Aurelius and Silver Point are not just capitalist concerns. They are un-affectionately known as ‘vulture capitalists’. They are the lowest form of scum-sucking bottom feeders in the entire capitalist ocean. Aurelius is the company notorious for buying Argentinean bonds after the country went bankrupt in 2001. Whereas most creditors took their losses on the chin, Aurelius bought the bonds for next to nothing and then went on the warpath in the American courts demanding ‘their’ money ($1.33bn!) back in full. US imperialism with its global reach played hardball, persuading a Ghanaian court to seize an Argentinean frigate to enforce the judgement. Aurelius is blackmailing a country of 40 million people.

Can we expect these hedge funds to pursue an ethical policy now they have their hands round the Co-op Bank’s throat?
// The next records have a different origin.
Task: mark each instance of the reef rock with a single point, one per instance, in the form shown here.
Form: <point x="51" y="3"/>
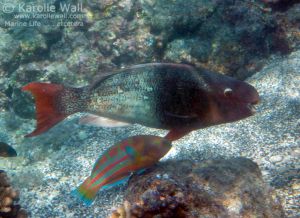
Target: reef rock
<point x="7" y="197"/>
<point x="213" y="188"/>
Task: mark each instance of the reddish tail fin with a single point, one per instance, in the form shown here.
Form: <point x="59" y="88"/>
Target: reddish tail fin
<point x="47" y="114"/>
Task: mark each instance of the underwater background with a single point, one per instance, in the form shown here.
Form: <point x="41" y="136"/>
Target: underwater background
<point x="248" y="168"/>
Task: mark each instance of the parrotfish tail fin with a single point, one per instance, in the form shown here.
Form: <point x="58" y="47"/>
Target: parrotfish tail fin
<point x="86" y="192"/>
<point x="52" y="104"/>
<point x="176" y="134"/>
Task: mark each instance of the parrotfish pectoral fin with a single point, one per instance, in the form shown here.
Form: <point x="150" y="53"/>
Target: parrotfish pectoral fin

Peter Marks, former chief executive of the Co-op Group, correctly called the takeover a “tragedy”. He spelled out the dilemma. “It’s not a co-op. Hedge funds are there to maximise profit – that’s what their sole purpose in life is. To be truly ethical they can’t do that.”
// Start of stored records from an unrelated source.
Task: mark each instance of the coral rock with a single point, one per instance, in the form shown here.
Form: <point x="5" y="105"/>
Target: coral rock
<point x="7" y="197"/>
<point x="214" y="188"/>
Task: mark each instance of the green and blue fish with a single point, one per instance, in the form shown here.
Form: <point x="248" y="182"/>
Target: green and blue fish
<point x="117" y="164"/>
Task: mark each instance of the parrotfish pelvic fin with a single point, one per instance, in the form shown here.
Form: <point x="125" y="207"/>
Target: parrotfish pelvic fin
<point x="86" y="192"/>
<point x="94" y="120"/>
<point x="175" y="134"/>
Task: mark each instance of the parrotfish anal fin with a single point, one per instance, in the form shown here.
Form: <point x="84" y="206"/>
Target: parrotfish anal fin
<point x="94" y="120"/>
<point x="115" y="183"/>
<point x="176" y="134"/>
Rather than allowing the Co-op Bank to be swallowed up by the vultures, it should have been nationalised as part of a plan to create a dominant public sector banking service. With democratic control of bank management by the labour movement, this public sector banking system could run banking as a public service. Publicly owned and accountable banking alone can provide the investment we need to deliver jobs, growth and improved living standards rather than just gambling with our money.